5.5.4. Failover and Failback Procedures

In the event that a transport failure is detected with a peer, it is necessary for all pending request messages to be forwarded to an alternate agent, if possible. This is commonly referred to as "failover".

In order for a Diameter node to perform failover procedures, it is necessary for the node to maintain a pending message queue for a given peer. When an answer message is received, the corresponding request is removed from the queue. The Hop-by-Hop Identifier field is used to match the answer with the queued request.

When a transport failure is detected, if possible, all messages in the queue are sent to an alternate agent with the T flag set. On booting a Diameter client or agent, the T flag is also set on any remaining records in non-volatile storage that are still waiting to be transmitted. An example of a case where it is not possible to forward the message to an alternate server is when the message has a fixed destination, and the unavailable peer is the message's final destination (see Destination-Host AVP). Such an error requires that the agent return an answer message with the 'E' bit set and the Result-Code AVP set to DIAMETER_UNABLE_TO_DELIVER.

It is important to note that multiple identical requests or answers MAY be received as a result of a failover.

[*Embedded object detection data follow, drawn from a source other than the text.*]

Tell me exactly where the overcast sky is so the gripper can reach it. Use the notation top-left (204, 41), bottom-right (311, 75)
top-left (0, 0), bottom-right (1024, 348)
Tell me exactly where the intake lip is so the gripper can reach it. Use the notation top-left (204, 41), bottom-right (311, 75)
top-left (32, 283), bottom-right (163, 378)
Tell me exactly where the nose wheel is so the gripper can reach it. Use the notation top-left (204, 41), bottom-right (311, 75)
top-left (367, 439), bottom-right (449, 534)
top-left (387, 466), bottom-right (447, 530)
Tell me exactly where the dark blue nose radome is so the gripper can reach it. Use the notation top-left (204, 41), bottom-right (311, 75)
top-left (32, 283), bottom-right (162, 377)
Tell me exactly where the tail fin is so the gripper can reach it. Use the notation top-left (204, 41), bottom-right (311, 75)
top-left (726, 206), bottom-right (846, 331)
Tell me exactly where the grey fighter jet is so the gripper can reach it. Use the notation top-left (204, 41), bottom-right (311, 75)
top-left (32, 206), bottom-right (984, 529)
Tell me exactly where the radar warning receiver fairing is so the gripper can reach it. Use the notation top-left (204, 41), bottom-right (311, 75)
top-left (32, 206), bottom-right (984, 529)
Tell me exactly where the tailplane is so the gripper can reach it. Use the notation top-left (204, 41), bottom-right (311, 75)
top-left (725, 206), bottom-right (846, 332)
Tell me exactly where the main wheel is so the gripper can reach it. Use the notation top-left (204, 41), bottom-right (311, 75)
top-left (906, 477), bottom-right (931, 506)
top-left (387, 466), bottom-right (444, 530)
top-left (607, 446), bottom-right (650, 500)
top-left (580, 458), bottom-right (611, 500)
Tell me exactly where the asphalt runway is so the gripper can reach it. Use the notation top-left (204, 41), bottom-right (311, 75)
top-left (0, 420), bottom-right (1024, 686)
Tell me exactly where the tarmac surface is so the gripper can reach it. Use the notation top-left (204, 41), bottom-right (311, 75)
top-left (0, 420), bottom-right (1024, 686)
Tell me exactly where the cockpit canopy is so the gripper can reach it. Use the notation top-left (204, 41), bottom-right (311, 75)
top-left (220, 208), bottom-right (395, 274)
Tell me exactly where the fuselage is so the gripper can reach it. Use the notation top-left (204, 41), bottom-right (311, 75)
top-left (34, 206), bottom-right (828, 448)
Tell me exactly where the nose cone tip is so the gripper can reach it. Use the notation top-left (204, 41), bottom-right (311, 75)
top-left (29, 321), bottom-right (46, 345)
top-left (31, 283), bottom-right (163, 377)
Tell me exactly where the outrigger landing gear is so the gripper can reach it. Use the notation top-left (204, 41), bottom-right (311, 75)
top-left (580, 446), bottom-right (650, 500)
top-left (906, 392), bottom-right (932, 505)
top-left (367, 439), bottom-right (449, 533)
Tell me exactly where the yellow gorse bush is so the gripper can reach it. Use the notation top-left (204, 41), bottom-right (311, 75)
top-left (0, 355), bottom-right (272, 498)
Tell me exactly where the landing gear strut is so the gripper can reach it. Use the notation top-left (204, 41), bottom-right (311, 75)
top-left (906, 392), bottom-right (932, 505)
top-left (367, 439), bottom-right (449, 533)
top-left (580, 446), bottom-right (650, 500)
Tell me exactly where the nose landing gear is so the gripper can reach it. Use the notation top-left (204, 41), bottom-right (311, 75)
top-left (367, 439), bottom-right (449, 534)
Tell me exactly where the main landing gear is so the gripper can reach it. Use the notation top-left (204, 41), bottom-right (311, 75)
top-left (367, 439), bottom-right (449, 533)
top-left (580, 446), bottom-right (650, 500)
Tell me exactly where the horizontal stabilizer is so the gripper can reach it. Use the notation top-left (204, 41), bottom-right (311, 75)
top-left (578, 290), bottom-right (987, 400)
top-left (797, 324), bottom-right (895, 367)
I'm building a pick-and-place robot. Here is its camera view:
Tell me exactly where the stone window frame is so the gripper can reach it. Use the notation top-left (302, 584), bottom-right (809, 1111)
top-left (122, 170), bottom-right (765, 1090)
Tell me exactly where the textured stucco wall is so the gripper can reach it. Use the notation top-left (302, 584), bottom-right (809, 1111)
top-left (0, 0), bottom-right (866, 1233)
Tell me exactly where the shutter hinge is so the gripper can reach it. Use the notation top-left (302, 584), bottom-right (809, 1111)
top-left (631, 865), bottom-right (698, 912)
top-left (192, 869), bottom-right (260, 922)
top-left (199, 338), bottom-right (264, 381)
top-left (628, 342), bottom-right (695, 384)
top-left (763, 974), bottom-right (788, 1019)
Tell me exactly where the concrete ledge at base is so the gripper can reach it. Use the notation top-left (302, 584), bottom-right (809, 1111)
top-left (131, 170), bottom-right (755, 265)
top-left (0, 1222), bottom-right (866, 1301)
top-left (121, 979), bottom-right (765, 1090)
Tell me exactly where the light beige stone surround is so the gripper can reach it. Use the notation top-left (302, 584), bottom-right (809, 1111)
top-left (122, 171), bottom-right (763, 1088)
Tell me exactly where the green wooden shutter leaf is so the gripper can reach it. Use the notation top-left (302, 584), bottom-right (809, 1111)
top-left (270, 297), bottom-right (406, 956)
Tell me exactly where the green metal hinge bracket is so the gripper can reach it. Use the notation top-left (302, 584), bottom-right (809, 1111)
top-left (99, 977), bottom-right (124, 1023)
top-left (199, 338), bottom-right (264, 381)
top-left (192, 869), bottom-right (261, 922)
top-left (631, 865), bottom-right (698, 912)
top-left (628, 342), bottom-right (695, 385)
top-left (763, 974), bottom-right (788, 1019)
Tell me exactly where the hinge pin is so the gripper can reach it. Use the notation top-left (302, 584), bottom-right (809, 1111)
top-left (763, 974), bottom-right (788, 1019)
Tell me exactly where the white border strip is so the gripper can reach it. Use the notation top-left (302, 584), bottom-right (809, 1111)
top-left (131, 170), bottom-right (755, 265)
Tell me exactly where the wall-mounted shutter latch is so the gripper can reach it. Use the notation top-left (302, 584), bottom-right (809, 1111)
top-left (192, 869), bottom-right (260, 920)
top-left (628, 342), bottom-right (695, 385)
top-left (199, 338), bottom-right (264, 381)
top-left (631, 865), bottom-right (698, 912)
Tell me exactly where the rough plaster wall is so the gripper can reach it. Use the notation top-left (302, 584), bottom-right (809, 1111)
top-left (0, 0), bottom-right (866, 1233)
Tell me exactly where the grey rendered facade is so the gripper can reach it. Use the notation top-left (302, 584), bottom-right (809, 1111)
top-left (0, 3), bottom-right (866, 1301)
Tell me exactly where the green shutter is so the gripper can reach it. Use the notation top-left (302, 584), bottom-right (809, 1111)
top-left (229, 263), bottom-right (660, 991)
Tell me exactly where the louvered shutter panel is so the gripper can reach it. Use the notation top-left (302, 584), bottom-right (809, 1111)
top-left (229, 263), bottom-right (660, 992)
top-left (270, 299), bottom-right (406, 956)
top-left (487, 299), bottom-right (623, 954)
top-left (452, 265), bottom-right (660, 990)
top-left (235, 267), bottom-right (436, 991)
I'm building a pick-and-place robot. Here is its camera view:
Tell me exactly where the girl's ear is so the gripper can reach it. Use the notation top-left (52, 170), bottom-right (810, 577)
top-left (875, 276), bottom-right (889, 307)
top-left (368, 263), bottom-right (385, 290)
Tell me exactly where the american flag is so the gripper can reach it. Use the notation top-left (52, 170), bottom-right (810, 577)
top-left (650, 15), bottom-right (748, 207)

The End-to-End Identifier field in the Diameter header along with the Origin-Host AVP MUST be used to identify duplicate messages.

As described in Section 2.1, a connection request should be periodically attempted with the failed peer in order to re-establish the transport connection. Once a connection has been successfully established, messages can once again be forwarded to the peer. This is commonly referred to as "failback".